Розка не успела ответить: раздался отдаленный гул, и почти сразу над крышами, где-то со стороны центра, вспухли серые клубы дыма. На прозрачно-голубом, бледном на горизонте небе они казались очень плотными и тяжелыми, будто набитыми землей. Вскоре вдалеке раздался новый взрыв, и дым повалил еще пуще.
В тот день начал взрываться Крещатик. Пошли слухи, что красноармейцы, отступая, заминировали весь центр Киева, занятый теперь немецким командованием; рассказывали и о подпольщиках-смертниках. Из центра шли люди в крови, посеченные осколками от повылетавших окон. Взрывы тем временем продолжались, горел, должно быть, уже весь Крещатик, и немцы озверели. Оцепили полыхающий городской центр, вновь принялись прочесывать улицы, дворы, вламывались в дома. От былого снисходительного благодушия немецких солдат не осталось и следа – теперь ни за что можно было получить прикладом в лицо, а то и пристрелить могли на месте.
В последующие дни центр Киева продолжал взрываться и гореть, на улицах бушевал хаос – горожане несли раненых и обгоревших, немцы тащили арестованных, и ни о каких занятиях в школе речи уже быть не могло. Мать, педагог начальных классов в той же школе, где учился Славка, оставалась дома, не ходил на работу и отец, и Славку тоже никуда не пускали, разрешили только сбегать до дома Розки и убедиться, что у той вся семья тоже не кажет носа на улицу. Питались припасами, в обход приказа о сдаче продовольствия спрятанными в подполе. Немцы к ним, по счастью, ни разу не приходили, хотя в один из соседних домов ворвались с обыском.
Через четыре дня взрывы, наконец, утихли. Отец ворчал, что кто бы ни взорвал Крещатик, сделал это не от большого ума, поскольку теперь расплачиваться будут горожане. Славка не знал, что и сказать. Фашисты получили по заслугам, но народу всякого погибло много, не только немцы.
В конечном итоге Славке разрешили выходить из дому, и первое, что он увидел, оказавшись на улице, – новое большое объявление на тумбе у перекрестка. Возле него толкались соседи.
– Жидов вывозят! – сказал кто-то. – Давно пора!
Славка протиснулся между чьими-то плечами и прочел: «Все жиды города Киева и его окрестностей должны явиться в понедельник 29 сентября 1941 года к 8 часам утра на угол Мельниковой и Доктеривской улиц (возле кладбищ). Взять с собой документы, деньги, ценные вещи, а также теплую одежду, белье и пр. Кто из жидов не выполнит этого распоряжения и будет найден в другом месте, будет расстрелян». Что-то в этом объявлении было не так, и дело было не в исковерканных немцами названиях улиц. Озадачивала лаконичность формулировки: «все жиды». Прямо-таки все? И куда повезут такую тьму-тьмущую?
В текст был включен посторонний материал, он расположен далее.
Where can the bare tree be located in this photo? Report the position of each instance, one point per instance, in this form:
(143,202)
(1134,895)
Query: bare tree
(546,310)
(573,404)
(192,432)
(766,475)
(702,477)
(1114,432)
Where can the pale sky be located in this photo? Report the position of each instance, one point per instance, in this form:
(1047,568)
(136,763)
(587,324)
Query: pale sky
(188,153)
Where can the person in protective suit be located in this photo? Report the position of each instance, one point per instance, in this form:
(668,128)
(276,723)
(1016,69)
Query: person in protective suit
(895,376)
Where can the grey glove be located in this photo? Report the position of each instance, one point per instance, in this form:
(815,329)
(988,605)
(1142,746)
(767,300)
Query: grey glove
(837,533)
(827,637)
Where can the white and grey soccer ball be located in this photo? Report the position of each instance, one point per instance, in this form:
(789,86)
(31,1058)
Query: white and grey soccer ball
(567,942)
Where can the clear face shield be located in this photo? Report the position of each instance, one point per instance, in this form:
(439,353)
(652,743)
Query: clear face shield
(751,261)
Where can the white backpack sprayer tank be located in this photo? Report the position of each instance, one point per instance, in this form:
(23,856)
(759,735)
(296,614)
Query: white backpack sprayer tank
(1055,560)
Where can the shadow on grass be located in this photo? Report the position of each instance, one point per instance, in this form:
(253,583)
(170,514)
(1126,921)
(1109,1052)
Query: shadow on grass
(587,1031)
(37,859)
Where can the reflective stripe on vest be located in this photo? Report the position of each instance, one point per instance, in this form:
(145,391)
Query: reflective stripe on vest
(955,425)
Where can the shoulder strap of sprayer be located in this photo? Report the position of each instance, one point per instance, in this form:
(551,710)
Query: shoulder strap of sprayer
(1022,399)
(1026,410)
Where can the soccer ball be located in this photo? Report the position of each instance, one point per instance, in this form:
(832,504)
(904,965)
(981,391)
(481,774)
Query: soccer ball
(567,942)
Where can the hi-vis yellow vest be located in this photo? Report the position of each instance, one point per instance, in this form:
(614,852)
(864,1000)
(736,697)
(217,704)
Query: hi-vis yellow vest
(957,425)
Прежде всего Славка побежал к Розке. Тамошние соседи, тоже евреи, суетливо собирали чемоданы; на половине дома Эткиндов было тихо. Славке долго не открывали, лишь шевельнулась занавеска в окне. Когда поблизости никого не оказалось, дверь приоткрылась, и его впустили. В прихожей стояла сама Розка, бледная до синевы и очень напуганная.
– Вы что, тоже уезжаете? – глупо спросил Славка, глядя на пустые полки в прихожей. Что спрашивать, и так ясно; да и как не собираться со всеми, когда такое распоряжение.
– Нет, – почему-то шепотом сказала Розка. – У мамы плохое предчувствие. Говорит, сделаем вид, будто собрались и ушли, а сами спрячемся в подполе. А назавтра ночью попробуем уйти из города.